We also define a projection object with limiting attributes "name": 1 and "age": 1.
This will limit the results to only include the "name" and "age" fields.
We then perform the find query with the limiting attributes, sort the results by the "age" field in ascending order using sort, and limit the results to a maximum of 10 documents using limit.

In a single Python script :
import pymongo

# Connect to your local MongoDB
client = pymongo.MongoClient("mongodb://localhost:27017/")

# Using find, display all items in your collection to the screen
mycol = client["mydb"]["mycollection"]
for x in mycol.find():
  print(x)

# Create a find that using an $lt
query = { "age": { "$lt": 30 } }
result = mycol.find(query)
print(f"Documents where age < 30: {result.count()}")
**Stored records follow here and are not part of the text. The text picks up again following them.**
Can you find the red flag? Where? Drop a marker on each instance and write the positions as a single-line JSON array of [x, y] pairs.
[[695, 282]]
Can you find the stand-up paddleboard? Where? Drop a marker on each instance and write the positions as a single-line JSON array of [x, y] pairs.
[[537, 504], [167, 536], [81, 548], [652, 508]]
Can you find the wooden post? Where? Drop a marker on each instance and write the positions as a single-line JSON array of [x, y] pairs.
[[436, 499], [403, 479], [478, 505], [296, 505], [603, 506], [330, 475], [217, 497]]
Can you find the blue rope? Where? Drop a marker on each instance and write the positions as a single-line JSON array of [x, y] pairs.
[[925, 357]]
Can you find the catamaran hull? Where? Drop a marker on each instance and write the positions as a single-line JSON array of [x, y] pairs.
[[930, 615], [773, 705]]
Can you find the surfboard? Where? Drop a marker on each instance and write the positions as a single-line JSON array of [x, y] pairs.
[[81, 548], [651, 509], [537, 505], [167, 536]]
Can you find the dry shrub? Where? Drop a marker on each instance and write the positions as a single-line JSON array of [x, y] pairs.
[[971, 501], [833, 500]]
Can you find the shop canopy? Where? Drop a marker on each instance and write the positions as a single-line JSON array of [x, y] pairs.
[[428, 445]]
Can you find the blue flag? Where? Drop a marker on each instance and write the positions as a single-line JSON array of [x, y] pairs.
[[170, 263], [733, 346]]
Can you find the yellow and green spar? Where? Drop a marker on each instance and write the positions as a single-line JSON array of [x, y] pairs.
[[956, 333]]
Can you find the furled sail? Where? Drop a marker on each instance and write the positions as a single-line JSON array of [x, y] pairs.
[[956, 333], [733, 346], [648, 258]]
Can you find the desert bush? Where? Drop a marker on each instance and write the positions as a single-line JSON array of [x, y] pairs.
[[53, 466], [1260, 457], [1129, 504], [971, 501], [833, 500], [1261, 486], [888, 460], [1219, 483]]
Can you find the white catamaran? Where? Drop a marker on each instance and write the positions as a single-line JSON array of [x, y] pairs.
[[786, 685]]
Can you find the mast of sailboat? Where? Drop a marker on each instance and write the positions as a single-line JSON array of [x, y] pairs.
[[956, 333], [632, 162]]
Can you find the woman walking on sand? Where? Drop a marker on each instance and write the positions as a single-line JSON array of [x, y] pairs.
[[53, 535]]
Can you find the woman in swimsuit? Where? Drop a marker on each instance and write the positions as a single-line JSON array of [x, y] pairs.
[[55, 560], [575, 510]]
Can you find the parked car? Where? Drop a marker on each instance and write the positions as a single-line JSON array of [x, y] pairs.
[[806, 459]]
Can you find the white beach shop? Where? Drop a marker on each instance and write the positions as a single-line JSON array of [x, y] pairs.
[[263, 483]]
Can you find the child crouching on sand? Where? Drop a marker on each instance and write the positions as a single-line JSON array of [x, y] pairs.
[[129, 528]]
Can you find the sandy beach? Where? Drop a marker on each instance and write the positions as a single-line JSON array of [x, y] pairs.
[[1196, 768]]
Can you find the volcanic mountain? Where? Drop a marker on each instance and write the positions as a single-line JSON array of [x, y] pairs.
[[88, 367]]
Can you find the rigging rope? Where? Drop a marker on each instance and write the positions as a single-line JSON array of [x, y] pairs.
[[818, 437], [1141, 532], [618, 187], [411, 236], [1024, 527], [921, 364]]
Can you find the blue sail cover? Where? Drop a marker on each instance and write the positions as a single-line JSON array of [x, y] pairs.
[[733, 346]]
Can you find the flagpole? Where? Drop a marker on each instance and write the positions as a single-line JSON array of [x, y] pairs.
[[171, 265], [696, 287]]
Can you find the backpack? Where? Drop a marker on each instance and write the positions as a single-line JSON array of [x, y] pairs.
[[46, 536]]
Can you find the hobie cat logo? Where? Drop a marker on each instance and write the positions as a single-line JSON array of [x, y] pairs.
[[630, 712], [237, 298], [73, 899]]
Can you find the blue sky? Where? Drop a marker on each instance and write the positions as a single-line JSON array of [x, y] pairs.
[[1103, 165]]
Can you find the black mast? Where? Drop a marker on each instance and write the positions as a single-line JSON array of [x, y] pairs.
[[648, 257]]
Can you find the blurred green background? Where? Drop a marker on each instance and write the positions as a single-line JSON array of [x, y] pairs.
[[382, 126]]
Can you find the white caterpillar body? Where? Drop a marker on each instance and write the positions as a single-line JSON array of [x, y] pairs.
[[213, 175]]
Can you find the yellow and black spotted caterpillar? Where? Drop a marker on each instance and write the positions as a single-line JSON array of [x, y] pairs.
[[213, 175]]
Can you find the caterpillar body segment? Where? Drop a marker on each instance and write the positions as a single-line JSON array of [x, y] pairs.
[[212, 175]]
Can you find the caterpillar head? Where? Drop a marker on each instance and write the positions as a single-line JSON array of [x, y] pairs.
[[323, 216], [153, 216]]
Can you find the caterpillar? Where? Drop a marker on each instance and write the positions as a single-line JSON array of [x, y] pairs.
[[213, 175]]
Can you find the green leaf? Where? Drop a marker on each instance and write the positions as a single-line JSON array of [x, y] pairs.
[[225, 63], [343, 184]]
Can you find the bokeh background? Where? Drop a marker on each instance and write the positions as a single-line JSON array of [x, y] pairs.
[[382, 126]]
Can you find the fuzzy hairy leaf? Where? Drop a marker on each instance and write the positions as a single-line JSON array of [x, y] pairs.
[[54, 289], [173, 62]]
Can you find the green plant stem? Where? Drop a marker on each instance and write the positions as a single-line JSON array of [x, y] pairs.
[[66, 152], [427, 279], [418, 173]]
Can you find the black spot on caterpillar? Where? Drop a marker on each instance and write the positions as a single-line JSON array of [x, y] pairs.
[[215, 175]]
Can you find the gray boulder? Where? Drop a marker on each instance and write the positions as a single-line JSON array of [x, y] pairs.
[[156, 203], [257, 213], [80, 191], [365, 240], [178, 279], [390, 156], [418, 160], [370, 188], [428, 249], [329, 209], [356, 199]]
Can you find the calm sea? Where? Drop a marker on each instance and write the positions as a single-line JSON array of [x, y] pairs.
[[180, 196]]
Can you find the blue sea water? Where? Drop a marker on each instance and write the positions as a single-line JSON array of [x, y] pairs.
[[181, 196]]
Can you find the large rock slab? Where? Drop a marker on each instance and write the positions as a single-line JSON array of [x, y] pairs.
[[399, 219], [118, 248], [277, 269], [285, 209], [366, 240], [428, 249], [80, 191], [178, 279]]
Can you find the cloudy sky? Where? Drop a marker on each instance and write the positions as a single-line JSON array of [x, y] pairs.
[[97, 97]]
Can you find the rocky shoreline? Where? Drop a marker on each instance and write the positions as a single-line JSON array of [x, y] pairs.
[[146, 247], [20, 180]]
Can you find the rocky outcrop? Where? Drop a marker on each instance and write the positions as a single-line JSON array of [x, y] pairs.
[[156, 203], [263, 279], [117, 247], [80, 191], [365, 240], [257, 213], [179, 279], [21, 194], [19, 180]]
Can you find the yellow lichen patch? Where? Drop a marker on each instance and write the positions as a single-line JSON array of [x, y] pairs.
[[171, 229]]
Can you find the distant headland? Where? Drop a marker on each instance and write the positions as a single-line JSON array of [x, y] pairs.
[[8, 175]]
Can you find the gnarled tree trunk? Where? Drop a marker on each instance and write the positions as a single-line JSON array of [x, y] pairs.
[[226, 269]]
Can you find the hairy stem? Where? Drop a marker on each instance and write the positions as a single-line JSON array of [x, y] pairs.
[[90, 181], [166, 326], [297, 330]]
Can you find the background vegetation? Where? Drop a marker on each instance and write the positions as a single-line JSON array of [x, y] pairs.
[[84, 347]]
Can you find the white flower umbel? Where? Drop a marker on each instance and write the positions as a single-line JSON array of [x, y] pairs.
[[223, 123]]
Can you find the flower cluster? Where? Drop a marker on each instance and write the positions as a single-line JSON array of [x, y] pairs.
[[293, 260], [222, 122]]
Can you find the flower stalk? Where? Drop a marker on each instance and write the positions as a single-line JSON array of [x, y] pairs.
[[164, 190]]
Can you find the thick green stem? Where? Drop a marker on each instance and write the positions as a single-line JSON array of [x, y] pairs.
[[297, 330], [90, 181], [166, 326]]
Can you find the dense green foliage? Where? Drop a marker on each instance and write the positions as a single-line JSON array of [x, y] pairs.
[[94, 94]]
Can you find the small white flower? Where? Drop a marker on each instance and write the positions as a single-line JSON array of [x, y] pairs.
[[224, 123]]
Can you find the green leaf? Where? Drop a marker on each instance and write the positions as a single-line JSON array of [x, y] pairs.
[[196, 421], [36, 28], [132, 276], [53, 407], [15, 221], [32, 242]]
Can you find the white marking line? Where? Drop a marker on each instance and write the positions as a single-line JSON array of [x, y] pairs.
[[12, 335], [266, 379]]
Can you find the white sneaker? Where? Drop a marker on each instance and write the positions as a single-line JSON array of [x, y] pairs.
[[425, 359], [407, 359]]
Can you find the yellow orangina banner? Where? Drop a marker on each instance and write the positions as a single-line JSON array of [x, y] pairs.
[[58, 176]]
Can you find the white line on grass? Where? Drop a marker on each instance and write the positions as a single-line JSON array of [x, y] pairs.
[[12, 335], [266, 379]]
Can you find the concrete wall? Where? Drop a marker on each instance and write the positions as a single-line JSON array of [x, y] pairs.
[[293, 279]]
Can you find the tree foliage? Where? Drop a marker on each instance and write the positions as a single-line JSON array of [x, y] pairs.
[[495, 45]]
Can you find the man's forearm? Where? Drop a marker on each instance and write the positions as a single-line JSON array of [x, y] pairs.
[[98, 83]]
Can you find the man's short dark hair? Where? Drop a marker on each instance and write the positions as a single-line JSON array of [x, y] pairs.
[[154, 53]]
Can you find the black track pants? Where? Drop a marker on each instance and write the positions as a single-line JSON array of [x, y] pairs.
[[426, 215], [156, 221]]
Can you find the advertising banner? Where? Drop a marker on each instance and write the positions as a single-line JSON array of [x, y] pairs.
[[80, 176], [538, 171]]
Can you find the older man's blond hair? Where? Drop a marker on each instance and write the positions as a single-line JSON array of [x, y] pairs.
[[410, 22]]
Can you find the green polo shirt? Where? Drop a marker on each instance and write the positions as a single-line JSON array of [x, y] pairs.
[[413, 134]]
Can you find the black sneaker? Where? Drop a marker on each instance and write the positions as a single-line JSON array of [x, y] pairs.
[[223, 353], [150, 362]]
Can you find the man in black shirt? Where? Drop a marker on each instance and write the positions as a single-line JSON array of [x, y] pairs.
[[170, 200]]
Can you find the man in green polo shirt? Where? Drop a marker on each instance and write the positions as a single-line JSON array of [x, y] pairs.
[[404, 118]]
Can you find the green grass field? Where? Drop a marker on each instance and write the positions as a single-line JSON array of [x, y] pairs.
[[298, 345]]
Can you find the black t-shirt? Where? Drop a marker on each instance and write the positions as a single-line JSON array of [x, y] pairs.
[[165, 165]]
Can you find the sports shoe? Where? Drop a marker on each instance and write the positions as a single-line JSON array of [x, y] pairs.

# Create a find that using an $gte
query = { "age": { "$gte": 30 } }
result = mycol.find(query)
print(f"Documents where age >= 30: {result.count()}")

# Create a find that using an $eq
query = { "name": { "$eq": "John" } }
result = mycol.find(query)
print(f"Documents where name = 'John': {result.count()}")

# Create a find that using an $ne
query = { "name": { "$ne": "John" } }
result = mycol.find(query)
print(f"Documents where name != 'John': {result.count()}")

# Create a find that using an $or
query = { "$or": [ { "name": "John" }, { "age": { "$lt": 30 } } ] }
result = mycol.find(query)
print(f"Documents where name = 'John' or age < 30: {result.count()}")

# Create a find that using an $and
query = { "$and": [ { "name": "John" }, { "age": { "$lt": 30 } } ] }
result = mycol.find(query)
print(f"Documents where name = 'John' and age < 30: {result.count()}")

# Create a find that using an $not
query = { "name": { "$not": { "$eq": "John" } } }
result = mycol.find(query)
print(f"Documents where name != 'John': {result.count()}")

# Create a find that using an $exists
query = { "age": { "$exists": True } }
result = mycol.find(query)
print(f"Documents where age exists: {result.count()}")

# Create a find using {item: null } null search
query = { "item": None }
result = mycol.find(query)
print(f"Documents where item is null: {result.count()}")

# Create a find using {item: {$exists : false} } null search
query = { "item": { "$exists": False } }
result = mycol.find(query)
print(f"Documents where item does not exist: {result.count()}")

# Create a find using {item: {$type : 10} } null search
query = { "item": { "$type": 10 } }
result = mycol.find(query)
print(f"Documents where item is null or undefined: {result.count()}")